Don’t let her hold you back.” Men tell me all the time that this is the kind of advice they are being given. And it can feel like such a relief to hear that her rage and withdrawal and mood swings are not your fault. I say this not to shame you, but to hopefully help make all this a little easier on you. She is doubting everything because you gave her reason to. Ask her how you can help her feel safer about your recovery. Instead of being frustrated that she is not where you would like her to be in her healing process, consider how blessed you are that she is still here at all!One way you can make your relationship with your wife go a little more smoothly is to keep her informed of what your recovery looks like and even allow her to be involved. Ask her what you can do to make her feel like she is a part of your recovery. If your wife is the one who sent you this article, don’t get upset or feel like she is trying to control you. The above examples of what wives want and deserve to know can feel daunting.Is there anything else you want to know about my recovery?I really don’t want you to feel like I am purposely keeping anything from you. Here are some things that are okay and even important to keep private.Since you’ve never done this before, you don’t have any references; this may not be a problem because A) most women aren’t going to be as wary of meeting a strange woman as they are of meeting a strange man; and B) I sincerely doubt many cops are trying to set up escort stings with female fakers.This is by no means a sure thing, however; some ladies may insist on screening you on principle, so just give whatever information they request and it shouldn’t be an issue.
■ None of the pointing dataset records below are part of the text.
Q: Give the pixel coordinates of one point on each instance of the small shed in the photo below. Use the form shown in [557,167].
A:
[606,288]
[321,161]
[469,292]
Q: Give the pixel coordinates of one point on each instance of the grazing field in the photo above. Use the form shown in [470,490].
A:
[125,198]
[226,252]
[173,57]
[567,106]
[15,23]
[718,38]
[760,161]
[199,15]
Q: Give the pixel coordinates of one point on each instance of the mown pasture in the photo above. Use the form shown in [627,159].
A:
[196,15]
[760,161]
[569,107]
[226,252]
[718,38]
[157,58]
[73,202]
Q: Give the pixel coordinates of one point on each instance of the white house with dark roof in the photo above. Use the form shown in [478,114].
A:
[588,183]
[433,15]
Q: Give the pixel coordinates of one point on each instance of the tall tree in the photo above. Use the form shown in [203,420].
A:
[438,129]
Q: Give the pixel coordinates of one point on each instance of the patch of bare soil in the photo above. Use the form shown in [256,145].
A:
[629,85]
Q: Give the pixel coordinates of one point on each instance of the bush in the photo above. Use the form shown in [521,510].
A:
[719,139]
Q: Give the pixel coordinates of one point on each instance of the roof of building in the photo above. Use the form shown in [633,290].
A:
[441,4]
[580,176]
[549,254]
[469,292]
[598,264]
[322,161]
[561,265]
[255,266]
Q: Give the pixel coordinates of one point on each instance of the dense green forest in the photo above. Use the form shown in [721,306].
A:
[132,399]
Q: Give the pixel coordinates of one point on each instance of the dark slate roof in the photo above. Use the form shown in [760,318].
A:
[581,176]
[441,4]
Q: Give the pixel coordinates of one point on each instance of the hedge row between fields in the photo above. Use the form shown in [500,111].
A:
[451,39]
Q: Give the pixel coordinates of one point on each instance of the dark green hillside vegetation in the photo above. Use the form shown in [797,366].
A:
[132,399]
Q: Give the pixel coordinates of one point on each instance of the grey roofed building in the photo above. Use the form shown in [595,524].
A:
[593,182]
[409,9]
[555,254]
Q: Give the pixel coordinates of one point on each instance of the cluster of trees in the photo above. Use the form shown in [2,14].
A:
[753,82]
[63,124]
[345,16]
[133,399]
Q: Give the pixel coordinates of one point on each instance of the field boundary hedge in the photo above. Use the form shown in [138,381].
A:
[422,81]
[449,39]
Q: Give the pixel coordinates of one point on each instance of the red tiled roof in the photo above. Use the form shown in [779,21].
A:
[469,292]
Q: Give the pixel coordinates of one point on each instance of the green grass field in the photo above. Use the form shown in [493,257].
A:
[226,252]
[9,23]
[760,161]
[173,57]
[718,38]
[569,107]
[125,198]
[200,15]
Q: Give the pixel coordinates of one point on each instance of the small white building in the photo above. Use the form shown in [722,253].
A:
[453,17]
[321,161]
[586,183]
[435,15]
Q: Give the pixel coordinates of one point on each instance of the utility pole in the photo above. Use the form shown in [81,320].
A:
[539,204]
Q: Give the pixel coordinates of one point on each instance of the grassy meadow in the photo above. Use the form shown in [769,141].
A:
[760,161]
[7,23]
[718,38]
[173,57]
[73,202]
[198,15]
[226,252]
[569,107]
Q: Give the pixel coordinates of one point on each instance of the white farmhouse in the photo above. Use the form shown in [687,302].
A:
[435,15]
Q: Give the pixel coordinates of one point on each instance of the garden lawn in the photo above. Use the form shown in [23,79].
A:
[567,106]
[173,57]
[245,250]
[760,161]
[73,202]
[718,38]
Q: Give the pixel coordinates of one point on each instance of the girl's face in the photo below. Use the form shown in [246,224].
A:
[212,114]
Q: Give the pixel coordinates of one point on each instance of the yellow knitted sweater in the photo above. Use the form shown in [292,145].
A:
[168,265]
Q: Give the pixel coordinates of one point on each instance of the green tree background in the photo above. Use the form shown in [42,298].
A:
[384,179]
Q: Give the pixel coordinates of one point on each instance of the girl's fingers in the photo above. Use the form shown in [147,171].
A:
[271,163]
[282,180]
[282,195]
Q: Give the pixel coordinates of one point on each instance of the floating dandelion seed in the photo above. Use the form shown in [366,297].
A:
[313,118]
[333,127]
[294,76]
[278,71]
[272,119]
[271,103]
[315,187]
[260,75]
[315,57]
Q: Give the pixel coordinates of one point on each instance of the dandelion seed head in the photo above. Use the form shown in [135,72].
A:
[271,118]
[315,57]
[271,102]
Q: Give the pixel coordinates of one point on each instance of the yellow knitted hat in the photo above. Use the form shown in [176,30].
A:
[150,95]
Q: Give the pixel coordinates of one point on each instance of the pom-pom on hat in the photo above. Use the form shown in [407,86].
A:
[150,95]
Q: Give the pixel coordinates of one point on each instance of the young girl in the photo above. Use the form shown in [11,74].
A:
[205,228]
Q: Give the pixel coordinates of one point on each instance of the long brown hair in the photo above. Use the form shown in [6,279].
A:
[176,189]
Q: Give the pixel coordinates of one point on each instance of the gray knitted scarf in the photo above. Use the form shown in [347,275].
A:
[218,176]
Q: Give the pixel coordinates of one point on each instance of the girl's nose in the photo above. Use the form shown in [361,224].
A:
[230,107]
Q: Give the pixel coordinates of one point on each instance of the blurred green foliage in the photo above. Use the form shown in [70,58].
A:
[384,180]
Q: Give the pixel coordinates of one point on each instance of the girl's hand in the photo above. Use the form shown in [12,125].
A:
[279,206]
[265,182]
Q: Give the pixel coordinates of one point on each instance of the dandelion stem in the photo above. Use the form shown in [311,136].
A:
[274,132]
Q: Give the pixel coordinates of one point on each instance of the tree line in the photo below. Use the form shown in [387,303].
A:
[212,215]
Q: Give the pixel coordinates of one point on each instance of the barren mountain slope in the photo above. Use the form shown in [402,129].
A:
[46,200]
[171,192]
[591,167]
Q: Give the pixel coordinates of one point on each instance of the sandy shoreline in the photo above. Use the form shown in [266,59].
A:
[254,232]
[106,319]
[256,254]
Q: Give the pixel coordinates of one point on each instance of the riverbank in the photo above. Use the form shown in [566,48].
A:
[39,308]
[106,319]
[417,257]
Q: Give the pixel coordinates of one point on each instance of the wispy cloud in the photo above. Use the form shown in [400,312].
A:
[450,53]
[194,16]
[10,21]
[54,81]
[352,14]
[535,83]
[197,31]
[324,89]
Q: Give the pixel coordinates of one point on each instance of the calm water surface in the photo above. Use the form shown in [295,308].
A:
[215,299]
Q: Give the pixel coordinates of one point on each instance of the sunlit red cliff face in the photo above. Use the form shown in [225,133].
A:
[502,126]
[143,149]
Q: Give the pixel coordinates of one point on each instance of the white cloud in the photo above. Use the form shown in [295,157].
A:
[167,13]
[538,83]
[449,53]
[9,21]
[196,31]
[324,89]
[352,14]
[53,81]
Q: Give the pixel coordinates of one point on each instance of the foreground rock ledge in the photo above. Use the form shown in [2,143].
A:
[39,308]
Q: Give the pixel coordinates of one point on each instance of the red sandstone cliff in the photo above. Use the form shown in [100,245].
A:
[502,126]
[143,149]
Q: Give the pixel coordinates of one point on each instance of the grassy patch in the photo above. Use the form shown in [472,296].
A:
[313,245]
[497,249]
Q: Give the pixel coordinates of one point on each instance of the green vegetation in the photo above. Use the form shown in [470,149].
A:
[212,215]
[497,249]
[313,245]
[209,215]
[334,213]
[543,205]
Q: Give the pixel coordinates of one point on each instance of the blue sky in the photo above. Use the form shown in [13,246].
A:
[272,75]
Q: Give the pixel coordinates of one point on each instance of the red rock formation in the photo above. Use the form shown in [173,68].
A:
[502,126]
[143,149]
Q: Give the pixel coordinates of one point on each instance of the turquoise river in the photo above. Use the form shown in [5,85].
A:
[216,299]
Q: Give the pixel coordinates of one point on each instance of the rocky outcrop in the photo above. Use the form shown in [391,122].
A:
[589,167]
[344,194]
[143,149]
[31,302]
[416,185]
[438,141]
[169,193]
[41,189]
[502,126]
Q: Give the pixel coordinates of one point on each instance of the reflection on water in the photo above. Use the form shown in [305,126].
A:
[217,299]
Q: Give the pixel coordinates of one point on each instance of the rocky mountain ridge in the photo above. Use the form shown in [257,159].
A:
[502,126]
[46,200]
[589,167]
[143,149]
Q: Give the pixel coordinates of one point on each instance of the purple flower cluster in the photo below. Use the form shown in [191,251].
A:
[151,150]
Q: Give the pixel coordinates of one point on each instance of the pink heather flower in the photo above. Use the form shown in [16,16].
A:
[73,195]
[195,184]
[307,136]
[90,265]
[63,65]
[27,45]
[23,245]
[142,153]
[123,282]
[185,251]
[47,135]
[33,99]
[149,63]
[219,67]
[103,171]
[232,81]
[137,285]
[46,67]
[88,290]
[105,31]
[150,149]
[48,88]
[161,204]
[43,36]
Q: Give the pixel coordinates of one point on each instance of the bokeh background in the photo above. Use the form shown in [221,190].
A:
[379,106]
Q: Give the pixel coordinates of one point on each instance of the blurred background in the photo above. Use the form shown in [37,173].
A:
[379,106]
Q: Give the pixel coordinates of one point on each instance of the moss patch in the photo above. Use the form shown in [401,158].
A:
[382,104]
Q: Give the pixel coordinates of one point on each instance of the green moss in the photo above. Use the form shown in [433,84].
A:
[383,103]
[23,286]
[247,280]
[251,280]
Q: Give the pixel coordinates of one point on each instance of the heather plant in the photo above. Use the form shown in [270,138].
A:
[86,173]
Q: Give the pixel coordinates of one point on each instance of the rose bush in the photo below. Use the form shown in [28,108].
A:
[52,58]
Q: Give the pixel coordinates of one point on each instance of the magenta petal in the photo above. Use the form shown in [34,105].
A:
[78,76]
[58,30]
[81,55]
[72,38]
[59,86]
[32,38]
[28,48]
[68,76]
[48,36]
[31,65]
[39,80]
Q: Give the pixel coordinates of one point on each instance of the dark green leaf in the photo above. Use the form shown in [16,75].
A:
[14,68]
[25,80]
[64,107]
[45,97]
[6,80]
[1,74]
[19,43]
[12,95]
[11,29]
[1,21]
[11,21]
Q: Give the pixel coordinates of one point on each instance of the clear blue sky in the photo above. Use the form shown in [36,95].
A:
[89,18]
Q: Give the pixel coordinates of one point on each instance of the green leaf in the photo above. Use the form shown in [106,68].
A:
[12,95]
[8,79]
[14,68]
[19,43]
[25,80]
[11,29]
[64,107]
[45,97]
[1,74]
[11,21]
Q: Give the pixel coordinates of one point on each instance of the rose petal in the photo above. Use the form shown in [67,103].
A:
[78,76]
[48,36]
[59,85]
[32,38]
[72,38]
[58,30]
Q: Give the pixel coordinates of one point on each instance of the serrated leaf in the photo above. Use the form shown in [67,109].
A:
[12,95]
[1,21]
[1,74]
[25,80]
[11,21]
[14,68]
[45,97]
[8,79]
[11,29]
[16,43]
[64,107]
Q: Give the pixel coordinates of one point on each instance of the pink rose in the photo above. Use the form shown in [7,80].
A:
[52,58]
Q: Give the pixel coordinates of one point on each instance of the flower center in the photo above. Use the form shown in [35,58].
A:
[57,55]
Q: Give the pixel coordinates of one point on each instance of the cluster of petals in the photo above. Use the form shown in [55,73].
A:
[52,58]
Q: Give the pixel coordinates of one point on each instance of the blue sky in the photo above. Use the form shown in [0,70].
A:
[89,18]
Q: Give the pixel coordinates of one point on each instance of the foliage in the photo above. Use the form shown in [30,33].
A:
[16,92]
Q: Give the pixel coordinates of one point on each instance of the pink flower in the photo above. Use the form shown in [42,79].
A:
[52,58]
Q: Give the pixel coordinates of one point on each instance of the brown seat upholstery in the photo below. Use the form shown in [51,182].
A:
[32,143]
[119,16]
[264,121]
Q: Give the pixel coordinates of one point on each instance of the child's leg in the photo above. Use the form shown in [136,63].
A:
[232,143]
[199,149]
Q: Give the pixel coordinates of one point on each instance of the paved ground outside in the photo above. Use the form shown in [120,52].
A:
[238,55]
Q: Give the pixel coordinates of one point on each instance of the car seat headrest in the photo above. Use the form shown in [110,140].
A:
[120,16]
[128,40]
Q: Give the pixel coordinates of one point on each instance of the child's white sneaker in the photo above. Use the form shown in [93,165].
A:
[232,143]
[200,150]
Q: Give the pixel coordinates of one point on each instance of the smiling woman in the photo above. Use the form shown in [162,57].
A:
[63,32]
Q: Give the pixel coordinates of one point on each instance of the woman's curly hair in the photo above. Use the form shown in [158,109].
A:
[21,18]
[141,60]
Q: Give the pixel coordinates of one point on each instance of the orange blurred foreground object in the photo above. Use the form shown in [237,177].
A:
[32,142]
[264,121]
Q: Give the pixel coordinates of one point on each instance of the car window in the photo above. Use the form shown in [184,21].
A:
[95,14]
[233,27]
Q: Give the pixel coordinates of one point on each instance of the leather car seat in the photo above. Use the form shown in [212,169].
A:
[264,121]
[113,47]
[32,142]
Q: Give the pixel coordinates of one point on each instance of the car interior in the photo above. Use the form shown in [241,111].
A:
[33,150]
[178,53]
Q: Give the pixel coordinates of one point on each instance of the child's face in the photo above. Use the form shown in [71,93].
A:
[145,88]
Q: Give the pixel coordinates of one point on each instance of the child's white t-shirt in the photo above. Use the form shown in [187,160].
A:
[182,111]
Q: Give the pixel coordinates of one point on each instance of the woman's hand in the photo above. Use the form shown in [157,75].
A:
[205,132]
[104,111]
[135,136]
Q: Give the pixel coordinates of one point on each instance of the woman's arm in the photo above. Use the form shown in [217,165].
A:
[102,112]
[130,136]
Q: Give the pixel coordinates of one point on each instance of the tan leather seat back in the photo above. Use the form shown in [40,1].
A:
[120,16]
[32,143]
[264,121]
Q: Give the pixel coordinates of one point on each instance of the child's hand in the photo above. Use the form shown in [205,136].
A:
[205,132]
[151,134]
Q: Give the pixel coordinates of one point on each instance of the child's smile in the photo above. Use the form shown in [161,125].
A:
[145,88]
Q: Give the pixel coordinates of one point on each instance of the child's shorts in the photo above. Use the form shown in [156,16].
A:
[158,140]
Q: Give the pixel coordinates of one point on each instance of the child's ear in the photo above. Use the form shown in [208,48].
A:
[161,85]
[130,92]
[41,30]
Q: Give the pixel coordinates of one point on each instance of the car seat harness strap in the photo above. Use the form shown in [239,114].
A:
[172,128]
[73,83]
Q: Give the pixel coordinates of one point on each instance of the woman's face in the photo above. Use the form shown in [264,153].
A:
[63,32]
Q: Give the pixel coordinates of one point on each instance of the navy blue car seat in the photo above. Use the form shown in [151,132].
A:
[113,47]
Fortunately my sponsor is there to talk to me when I am feeling overwhelmed.
When sex addicts are in early recovery, their wives (if they have chosen to stay in the marriage) live in fear. Your wife learned early on that she “didn’t cause it, can’t change it, and can’t control it.” So where’s the balance? Does that mean you can’t focus on your marriage at the same time? I’ve seen it happen enough to know it is possible, even in the direst of circumstances.
Fear that you may lose your job because of a slip at work. But you are supposed to be in control of your recovery, right? Related: Life After Porn–5 Things My Husband Did to Rebuild Trust But if you can get rid of those toxic ideas, and recognize you are stronger than some may want you to think you are, your marriage can survive and even thrive!
But first, here is an example of how you can address some of the above questions: Honey, I have realized that you must feel pretty left out of my recovery.
I know I am gone so much with meetings and therapy and that must be so hard for you after all you have been through.